Paulino Cardoso era coordenador do Núcleo de Estudos Afro-Brasileiros, no Centro de Ciências Humanas e da Educação da Universidade do Estado de Santa Catarina (Faed-Udesc). Era. No último Dia Internacional da Mulher, 8 de março, o professor foi acusado de assédio sexual por dez alunas – uma das acusações inclui estupro. A universidade abriu sindicância, a polícia instaurou inquérito e as manifestações ficaram marcadas pela hashtag #MeuProfessorAbusador.

Em entrevista exclusiva à Tpm, Cardoso comenta as acusações pela primeira vez. “Digo aqui com todas as letras: isso nunca ocorreu.”

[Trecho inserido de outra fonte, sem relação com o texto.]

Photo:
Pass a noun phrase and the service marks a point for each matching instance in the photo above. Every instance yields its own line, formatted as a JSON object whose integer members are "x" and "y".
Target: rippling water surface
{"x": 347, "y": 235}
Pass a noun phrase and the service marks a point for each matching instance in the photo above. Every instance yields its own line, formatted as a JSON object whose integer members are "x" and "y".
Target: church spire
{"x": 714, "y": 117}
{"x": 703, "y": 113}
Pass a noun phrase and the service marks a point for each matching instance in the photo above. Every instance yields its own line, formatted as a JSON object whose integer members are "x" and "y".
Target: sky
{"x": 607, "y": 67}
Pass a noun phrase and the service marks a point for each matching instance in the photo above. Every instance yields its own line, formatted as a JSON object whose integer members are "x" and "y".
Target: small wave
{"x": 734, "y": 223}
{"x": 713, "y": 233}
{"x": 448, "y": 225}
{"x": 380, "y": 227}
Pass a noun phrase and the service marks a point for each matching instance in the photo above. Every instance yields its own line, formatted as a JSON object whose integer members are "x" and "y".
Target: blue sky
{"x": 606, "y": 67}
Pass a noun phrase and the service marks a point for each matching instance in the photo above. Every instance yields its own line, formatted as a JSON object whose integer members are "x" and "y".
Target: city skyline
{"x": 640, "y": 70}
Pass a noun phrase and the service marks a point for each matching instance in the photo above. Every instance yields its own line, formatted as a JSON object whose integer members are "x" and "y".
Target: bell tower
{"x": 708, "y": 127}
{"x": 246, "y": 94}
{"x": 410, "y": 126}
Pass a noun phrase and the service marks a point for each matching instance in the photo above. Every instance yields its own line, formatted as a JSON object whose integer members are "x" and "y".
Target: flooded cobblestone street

A entrevista foi feita por e-mail, a pedido da fonte, que autorizou a revelação de sua identidade. As autoras das denúncias seguem sob sigilo.

A palavra dele

Em junho, a Polícia Civil de Florianópolis indiciou o professor por “perturbação da tranquilidade”: o delegado minimizou a acusação para uma contravenção penal de menor potencial ofensivo, que prevê pena de prisão simples (15 a 60 dias) e multa. A acusação foi acolhida pela promotoria e agora o processo segue no Ministério Público de Santa Catarina.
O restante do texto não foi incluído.